Some senseless babbling from Will Honea to Linda Proulx
on 10-23-99 00:19 about Re: Warp 3 install...
WH> Linda Proulx wrote to Mike Roark on 10-21-1999
LP> -=> Mike Roark wrote to Linda Proulx <=-
LP>
LP> MR> About the only drawback to HPFS is not being able to reliably
recover
LP> MR> deleted files. You learn quickly to make backups before doing
anything
LP> MR> destructive.
LP>
LP> OH! No one said anything about that! No 3rd party undeletes?
WH> At least 2 freebies, and one built in. For partitions under 2 gig,
WH> File Phoenix works well. For about any size, DFSEE works just fine
WH> even if the file recovery is a tad bit obscure.
The Graham Utilities and GammaTech Utilities both have HPFS undelete
programs. It'd actually be a fairly simple task to write one, too, with
all the junk I've stuffed in my head the last couple weeks poking around
HPFS. The only drawback, compared to FAT, is that it's time-consuming.
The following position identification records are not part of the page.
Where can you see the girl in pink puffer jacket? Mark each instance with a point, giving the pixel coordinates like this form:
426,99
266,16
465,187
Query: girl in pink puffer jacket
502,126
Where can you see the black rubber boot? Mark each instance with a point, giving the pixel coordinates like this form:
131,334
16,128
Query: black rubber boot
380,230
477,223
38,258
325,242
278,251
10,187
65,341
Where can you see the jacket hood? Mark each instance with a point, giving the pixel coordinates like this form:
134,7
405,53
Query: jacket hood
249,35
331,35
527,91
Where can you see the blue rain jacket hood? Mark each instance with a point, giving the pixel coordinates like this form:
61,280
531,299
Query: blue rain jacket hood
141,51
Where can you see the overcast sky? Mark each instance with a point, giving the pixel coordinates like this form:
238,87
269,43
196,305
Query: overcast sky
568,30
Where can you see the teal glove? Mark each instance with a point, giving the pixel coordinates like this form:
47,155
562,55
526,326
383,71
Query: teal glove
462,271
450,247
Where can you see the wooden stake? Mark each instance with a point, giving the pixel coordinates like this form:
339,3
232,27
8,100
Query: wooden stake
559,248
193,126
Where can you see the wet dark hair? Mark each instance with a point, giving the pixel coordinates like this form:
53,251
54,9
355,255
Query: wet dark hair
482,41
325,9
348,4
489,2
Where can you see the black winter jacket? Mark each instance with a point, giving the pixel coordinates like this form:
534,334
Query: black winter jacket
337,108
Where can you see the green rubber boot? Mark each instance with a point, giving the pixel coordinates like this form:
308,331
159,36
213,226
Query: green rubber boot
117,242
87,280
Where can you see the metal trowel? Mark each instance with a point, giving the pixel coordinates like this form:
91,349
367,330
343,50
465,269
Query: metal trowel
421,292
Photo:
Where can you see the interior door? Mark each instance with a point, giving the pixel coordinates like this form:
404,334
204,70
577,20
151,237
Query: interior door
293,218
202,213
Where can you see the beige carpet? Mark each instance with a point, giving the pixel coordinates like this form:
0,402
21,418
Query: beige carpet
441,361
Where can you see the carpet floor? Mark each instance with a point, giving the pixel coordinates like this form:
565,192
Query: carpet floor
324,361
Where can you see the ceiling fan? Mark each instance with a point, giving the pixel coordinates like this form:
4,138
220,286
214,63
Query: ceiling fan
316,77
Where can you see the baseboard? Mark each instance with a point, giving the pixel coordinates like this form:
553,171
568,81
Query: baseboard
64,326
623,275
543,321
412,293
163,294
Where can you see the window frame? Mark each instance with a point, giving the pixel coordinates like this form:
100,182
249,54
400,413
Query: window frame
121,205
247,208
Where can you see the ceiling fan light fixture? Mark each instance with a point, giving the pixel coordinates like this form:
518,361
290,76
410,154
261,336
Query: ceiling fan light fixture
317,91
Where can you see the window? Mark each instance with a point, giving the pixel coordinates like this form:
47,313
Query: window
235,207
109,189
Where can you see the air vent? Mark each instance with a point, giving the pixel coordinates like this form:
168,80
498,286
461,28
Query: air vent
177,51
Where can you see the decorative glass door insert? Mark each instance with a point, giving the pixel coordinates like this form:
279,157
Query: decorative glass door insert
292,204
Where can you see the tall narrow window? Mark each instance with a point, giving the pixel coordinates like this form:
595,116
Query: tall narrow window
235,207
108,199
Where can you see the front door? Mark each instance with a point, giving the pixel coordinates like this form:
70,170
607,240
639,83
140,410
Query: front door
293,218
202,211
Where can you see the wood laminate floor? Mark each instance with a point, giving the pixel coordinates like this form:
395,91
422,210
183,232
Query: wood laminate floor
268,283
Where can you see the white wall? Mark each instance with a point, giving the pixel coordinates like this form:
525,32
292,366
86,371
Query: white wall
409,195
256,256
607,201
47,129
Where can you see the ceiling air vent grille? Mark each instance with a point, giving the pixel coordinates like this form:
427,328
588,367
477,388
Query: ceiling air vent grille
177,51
With FAT, it's a matter of looking for directory entries that have just had
the first character "deleted". With HPFS, the drive must be scanned for
FNodes which aren't owned by any files contained in the directory tree.
WH> And for the real klutz, there's always CHKDSK /f:3. That will recover
WH> even re-formatted files (unless you low level format). Only problem
WH> with that is that it recovers everything it can whether you want it or
WH> not.
You don't need to do a low-level format. If you format with the /L switch,
it'll prevent /F:3 from recovering files from a previous format. There's
actually a bit in the partition status byte (offset 0x08 in the HPFS
SpareBlock) that says the drive was fast-formatted, so that CHKDSK can
provide the warning it does.
Mike Ruskai
thannymeister@yahoo.com
... Cats are not pets; they own the house and let you live there.